Gambling is an impulse control disorder. Symptoms include frequent urges to play, lack of control over money, and depression. It is similar to other drug and alcohol addictions, but it can be treated. Problem gambling can be cured. You can learn how to stop gambling and get back in control of your finances. The first step to quit gambling is to eliminate your credit cards and make someone else manage your money. If you must use a credit card, make sure that it is only for gambling, or close online betting accounts and keep a small amount of cash with you.
Problem gambling is an impulse-control disorder
Pathological gambling is classified as an impulse-control disorder in the DSM-IV-TR and ICD-10. However, the link between impulsivity and gambling is controversial. Some researchers report high levels of impulsivity in pathological gamblers, while others report no difference between those with the disorder and controls. Still others report that impulsivity is low in gambling disorder patients. Further research is necessary to identify whether pathological gambling is associated with cognitive vulnerability.
Although pathological gambling is an impulse-control disorder, it can have serious consequences for the sufferer’s physical, psychological, and social health. Problem gambling often leads to a large debt and becomes a focus of interest and obsession. While there are few known cures for pathological gambling, there are treatment options. Early intervention is crucial for reducing negative outcomes. Early intervention can help avoid relationship conflicts, financial losses, and problems with work or addiction.
It can be triggered by depression
It’s easy to see how depression can trigger a person to gamble. Gambling can be a coping mechanism for people who are experiencing unresolved emotions, or a numbing escape from the symptoms of other disorders. It provides a feeling of gratification that can quickly diminish, leaving the person in despair and vulnerable to suicide. Thankfully, treatment for both issues is available.
When depression is a trigger, it’s possible to gamble in a way that provides a temporary ‘pick-me-up’. However, this is unlikely to be a cure-all. Although gambling is a great escape, it can also trigger depression. A gambling addiction can lead to thoughts of suicide and depression. If you’re thinking about suicide, call 999 or go to A&E.
It can be similar to substance abuse
The latest studies on the neurobiology of addiction have confirmed that gambling and substance abuse are related.

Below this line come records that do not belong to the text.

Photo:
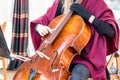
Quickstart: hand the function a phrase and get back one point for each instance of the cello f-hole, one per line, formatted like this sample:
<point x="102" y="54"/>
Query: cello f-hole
<point x="52" y="64"/>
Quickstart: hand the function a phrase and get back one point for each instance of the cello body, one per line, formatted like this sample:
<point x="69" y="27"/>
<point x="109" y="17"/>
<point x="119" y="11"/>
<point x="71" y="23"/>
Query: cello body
<point x="52" y="61"/>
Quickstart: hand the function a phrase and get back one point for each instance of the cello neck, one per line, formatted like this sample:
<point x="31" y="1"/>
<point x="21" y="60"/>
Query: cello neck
<point x="59" y="27"/>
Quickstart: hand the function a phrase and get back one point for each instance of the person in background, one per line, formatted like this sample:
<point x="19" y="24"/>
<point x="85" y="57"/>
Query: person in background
<point x="103" y="40"/>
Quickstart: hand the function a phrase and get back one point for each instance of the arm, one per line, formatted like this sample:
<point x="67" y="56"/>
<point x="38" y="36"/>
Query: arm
<point x="102" y="27"/>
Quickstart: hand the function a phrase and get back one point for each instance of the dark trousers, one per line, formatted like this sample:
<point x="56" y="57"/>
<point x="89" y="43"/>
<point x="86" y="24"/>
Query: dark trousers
<point x="80" y="72"/>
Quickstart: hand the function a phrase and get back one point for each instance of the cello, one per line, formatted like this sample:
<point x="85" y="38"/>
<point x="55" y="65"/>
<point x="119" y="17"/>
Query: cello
<point x="53" y="57"/>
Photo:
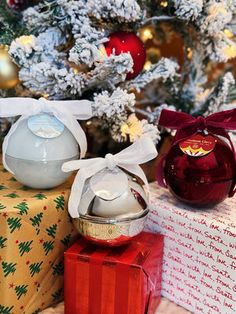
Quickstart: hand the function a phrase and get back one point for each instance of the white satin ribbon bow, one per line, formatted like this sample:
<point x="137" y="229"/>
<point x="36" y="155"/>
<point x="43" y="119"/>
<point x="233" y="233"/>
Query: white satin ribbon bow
<point x="66" y="111"/>
<point x="129" y="159"/>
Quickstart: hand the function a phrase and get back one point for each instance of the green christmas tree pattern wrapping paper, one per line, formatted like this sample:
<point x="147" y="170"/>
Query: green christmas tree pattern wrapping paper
<point x="35" y="230"/>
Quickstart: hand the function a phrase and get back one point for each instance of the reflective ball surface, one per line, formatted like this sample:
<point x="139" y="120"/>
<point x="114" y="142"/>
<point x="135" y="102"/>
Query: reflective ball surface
<point x="35" y="161"/>
<point x="113" y="208"/>
<point x="201" y="181"/>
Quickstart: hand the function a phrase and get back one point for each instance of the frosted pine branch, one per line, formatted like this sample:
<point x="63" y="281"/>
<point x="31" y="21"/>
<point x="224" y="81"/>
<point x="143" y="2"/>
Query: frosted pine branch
<point x="164" y="69"/>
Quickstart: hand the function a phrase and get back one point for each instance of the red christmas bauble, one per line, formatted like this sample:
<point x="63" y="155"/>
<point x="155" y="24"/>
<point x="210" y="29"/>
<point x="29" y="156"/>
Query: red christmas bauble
<point x="202" y="181"/>
<point x="127" y="42"/>
<point x="16" y="4"/>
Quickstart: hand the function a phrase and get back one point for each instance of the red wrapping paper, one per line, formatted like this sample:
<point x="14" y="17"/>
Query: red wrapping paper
<point x="125" y="280"/>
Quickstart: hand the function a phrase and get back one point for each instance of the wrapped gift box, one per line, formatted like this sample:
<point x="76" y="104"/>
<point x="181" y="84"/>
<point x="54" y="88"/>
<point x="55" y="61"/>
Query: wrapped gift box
<point x="123" y="280"/>
<point x="199" y="267"/>
<point x="35" y="230"/>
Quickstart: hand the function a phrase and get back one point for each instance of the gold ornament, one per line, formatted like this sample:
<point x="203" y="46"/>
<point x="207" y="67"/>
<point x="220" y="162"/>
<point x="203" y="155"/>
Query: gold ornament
<point x="153" y="56"/>
<point x="8" y="70"/>
<point x="146" y="33"/>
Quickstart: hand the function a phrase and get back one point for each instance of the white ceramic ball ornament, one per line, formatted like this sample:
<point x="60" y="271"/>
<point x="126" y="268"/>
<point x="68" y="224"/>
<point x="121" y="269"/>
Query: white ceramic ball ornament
<point x="109" y="194"/>
<point x="36" y="161"/>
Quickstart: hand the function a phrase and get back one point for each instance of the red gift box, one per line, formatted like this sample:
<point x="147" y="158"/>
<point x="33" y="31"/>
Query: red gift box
<point x="124" y="280"/>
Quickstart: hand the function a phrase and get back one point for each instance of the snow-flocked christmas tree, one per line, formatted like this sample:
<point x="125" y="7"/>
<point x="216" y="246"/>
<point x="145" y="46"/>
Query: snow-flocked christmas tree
<point x="60" y="47"/>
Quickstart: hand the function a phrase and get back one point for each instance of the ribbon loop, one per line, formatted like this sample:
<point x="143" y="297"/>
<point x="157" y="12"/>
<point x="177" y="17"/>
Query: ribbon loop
<point x="129" y="159"/>
<point x="67" y="112"/>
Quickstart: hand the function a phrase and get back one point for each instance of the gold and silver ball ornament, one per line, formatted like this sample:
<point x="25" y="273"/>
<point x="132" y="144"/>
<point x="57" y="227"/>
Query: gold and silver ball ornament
<point x="108" y="202"/>
<point x="8" y="70"/>
<point x="115" y="212"/>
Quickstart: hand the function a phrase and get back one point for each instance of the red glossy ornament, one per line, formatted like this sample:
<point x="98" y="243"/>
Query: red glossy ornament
<point x="127" y="42"/>
<point x="201" y="181"/>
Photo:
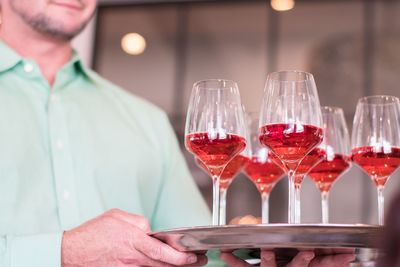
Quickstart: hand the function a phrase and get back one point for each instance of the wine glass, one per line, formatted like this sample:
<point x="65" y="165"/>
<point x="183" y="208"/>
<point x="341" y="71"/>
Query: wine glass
<point x="290" y="123"/>
<point x="263" y="168"/>
<point x="228" y="175"/>
<point x="215" y="129"/>
<point x="306" y="164"/>
<point x="336" y="161"/>
<point x="376" y="140"/>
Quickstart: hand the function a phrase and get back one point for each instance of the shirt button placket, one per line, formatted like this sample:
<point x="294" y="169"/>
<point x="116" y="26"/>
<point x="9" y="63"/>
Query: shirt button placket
<point x="62" y="163"/>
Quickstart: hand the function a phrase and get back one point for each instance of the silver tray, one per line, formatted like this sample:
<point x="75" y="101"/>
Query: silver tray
<point x="231" y="237"/>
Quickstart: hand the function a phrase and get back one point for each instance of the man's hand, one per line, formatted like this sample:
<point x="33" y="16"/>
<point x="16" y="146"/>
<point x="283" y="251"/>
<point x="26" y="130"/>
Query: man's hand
<point x="302" y="259"/>
<point x="118" y="239"/>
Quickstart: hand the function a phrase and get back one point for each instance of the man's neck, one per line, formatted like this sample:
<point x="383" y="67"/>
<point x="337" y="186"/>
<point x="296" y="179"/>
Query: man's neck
<point x="49" y="53"/>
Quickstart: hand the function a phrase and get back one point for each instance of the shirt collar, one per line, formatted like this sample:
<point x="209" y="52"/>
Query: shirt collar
<point x="8" y="57"/>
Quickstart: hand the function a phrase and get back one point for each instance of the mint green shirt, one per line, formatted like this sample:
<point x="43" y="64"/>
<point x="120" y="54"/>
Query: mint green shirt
<point x="72" y="151"/>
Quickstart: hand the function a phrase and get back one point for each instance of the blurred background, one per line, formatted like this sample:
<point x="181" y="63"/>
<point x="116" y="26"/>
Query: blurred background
<point x="158" y="49"/>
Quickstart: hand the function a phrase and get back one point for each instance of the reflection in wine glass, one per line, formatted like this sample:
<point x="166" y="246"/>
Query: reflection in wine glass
<point x="263" y="168"/>
<point x="336" y="161"/>
<point x="290" y="124"/>
<point x="228" y="175"/>
<point x="215" y="129"/>
<point x="376" y="140"/>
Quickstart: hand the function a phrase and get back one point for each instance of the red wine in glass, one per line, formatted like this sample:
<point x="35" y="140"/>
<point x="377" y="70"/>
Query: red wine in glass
<point x="325" y="173"/>
<point x="215" y="151"/>
<point x="378" y="162"/>
<point x="229" y="172"/>
<point x="290" y="142"/>
<point x="264" y="174"/>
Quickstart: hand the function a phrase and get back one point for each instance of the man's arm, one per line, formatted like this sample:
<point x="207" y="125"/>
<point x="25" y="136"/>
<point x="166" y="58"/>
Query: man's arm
<point x="179" y="203"/>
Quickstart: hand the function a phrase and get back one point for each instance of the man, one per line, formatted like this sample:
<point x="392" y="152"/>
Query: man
<point x="74" y="148"/>
<point x="76" y="151"/>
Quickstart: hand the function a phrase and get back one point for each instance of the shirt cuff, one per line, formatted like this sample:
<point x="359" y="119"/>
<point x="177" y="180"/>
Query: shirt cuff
<point x="36" y="250"/>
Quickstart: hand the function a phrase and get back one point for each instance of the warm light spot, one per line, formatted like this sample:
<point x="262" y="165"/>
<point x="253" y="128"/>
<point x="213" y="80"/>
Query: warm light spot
<point x="282" y="5"/>
<point x="133" y="44"/>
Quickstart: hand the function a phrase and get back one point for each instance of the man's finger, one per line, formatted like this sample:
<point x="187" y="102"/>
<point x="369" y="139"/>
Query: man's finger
<point x="156" y="250"/>
<point x="302" y="259"/>
<point x="232" y="260"/>
<point x="268" y="258"/>
<point x="333" y="260"/>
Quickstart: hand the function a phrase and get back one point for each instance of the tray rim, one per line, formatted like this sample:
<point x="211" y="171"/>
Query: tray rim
<point x="199" y="238"/>
<point x="270" y="225"/>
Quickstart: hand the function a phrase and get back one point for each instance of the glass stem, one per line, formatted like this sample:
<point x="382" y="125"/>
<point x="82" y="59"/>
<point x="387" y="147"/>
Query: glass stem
<point x="265" y="207"/>
<point x="381" y="205"/>
<point x="291" y="209"/>
<point x="216" y="200"/>
<point x="297" y="204"/>
<point x="222" y="207"/>
<point x="325" y="206"/>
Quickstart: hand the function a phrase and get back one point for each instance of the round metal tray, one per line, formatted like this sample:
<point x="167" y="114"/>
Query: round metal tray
<point x="231" y="237"/>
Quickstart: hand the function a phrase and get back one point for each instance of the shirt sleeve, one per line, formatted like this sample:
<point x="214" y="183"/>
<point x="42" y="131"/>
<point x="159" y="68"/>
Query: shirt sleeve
<point x="34" y="251"/>
<point x="179" y="203"/>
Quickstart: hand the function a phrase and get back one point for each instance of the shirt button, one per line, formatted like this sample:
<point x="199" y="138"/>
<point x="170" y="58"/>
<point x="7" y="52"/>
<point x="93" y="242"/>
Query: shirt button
<point x="66" y="195"/>
<point x="28" y="68"/>
<point x="53" y="98"/>
<point x="59" y="144"/>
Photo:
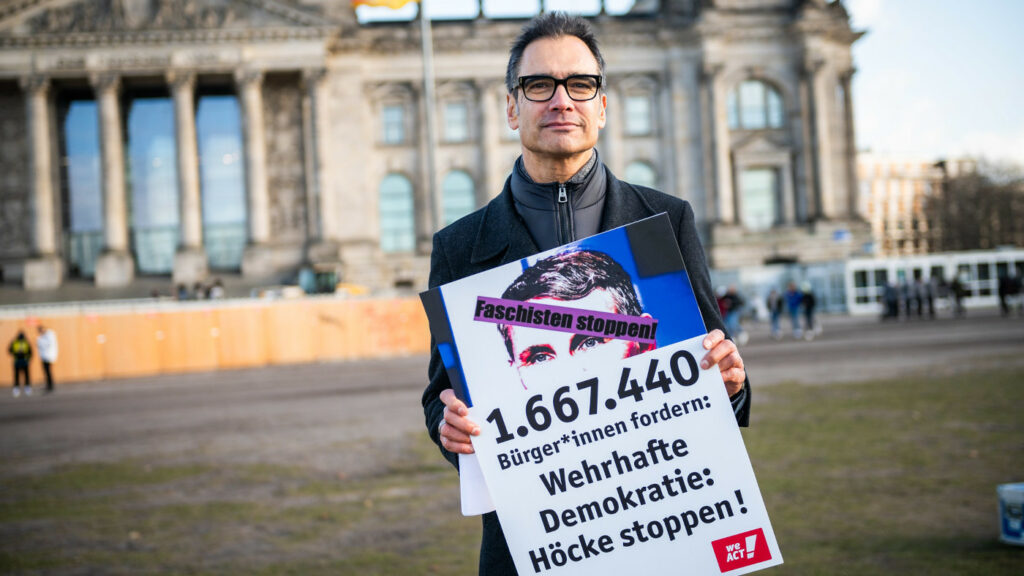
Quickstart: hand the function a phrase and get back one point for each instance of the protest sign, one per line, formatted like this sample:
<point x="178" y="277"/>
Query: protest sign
<point x="604" y="447"/>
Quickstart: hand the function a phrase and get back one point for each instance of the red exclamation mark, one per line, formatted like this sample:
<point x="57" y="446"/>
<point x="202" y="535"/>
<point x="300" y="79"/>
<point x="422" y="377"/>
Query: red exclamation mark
<point x="751" y="541"/>
<point x="739" y="499"/>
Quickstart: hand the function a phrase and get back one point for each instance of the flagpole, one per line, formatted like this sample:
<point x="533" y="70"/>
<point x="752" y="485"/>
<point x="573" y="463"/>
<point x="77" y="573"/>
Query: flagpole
<point x="428" y="94"/>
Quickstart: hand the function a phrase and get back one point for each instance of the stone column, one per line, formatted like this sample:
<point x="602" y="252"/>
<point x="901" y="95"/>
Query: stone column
<point x="611" y="144"/>
<point x="821" y="90"/>
<point x="44" y="270"/>
<point x="426" y="189"/>
<point x="489" y="104"/>
<point x="115" y="266"/>
<point x="320" y="184"/>
<point x="257" y="260"/>
<point x="851" y="145"/>
<point x="189" y="260"/>
<point x="724" y="197"/>
<point x="808" y="205"/>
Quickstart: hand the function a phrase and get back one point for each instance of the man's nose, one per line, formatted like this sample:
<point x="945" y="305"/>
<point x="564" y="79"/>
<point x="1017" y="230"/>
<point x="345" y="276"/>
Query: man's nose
<point x="560" y="99"/>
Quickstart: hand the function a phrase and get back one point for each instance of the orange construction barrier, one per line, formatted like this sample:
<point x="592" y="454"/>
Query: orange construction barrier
<point x="115" y="341"/>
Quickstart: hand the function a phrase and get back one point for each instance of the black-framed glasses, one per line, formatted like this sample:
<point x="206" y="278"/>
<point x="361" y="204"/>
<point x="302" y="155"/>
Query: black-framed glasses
<point x="580" y="87"/>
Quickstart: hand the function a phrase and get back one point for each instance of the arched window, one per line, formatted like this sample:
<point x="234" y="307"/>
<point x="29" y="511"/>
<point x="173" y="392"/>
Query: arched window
<point x="759" y="205"/>
<point x="641" y="173"/>
<point x="457" y="196"/>
<point x="396" y="213"/>
<point x="755" y="106"/>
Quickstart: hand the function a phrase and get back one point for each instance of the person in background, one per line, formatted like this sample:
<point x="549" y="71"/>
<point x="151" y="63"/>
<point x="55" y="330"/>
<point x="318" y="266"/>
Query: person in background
<point x="46" y="343"/>
<point x="793" y="300"/>
<point x="774" y="303"/>
<point x="20" y="350"/>
<point x="957" y="290"/>
<point x="216" y="290"/>
<point x="733" y="312"/>
<point x="808" y="302"/>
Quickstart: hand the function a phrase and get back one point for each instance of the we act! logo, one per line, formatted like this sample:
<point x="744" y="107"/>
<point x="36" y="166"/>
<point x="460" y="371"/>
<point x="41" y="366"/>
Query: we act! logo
<point x="741" y="549"/>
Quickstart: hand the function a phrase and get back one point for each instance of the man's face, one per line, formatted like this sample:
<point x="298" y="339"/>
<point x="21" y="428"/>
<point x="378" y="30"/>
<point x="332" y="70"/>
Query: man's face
<point x="551" y="357"/>
<point x="560" y="127"/>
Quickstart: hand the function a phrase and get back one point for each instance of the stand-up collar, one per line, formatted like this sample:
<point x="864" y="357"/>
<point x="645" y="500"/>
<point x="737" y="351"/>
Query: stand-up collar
<point x="551" y="221"/>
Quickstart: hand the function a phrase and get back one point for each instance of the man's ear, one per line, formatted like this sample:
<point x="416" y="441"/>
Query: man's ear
<point x="512" y="112"/>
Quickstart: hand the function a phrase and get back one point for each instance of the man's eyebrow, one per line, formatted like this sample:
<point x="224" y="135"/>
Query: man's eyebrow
<point x="579" y="339"/>
<point x="528" y="351"/>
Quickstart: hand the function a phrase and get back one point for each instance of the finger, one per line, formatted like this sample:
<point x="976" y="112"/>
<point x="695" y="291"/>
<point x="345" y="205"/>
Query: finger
<point x="453" y="434"/>
<point x="732" y="388"/>
<point x="465" y="425"/>
<point x="713" y="337"/>
<point x="734" y="376"/>
<point x="458" y="448"/>
<point x="715" y="355"/>
<point x="733" y="360"/>
<point x="453" y="403"/>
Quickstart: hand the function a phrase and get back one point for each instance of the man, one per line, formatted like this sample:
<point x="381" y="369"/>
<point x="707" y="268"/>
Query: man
<point x="558" y="192"/>
<point x="22" y="351"/>
<point x="46" y="343"/>
<point x="585" y="280"/>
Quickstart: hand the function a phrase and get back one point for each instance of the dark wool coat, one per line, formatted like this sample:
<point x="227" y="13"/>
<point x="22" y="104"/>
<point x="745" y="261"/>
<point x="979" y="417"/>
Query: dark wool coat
<point x="496" y="235"/>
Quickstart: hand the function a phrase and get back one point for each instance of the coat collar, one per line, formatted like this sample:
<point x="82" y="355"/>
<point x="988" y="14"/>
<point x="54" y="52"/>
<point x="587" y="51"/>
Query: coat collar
<point x="503" y="234"/>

Gambling addiction may involve similar psychological and physiological responses to addictive substances. Both disorders require the same treatment to avoid relapse. Treatment for gambling addiction should target these disorders simultaneously. If one of them is treated before the other, the likelihood of relapse is much higher. However, if both are treated concurrently, they may support each other.
Some people may not experience any physical symptoms of gambling addiction. In contrast, substance abuse disorders are typically accompanied by physical symptoms. These include long periods of lack of sleep, extremely irregular eating habits, and other signs of intoxication. Symptoms may also include general deterioration of appearance, including tics, seizures, and fainting. In more extreme cases, the patient may even become suicidal.
It can be treated
Like any other addiction, gambling can be treated. Cognitive behavioral therapy, or CBT, can help people change their thoughts about gambling, thereby lessening their urge to gamble. Other treatments, such as self-help guides and support groups, can help those who suffer from gambling addiction to overcome their problem. If you or someone you know is struggling with an addiction, you should talk to your doctor about available options. The right treatment depends on the type of problem you have.
The most common form of treatment for gambling addiction is cognitive behavioural therapy. CBT focuses on changing a person’s fundamental beliefs and behavior. CBT can include training a person to develop new social skills, teaching them relapse prevention techniques, and correcting their own cognitive errors about gambling. Although there is no single treatment for gambling addiction, many people with this disorder benefit from these techniques. There are many resources available online to help people manage their gambling problem.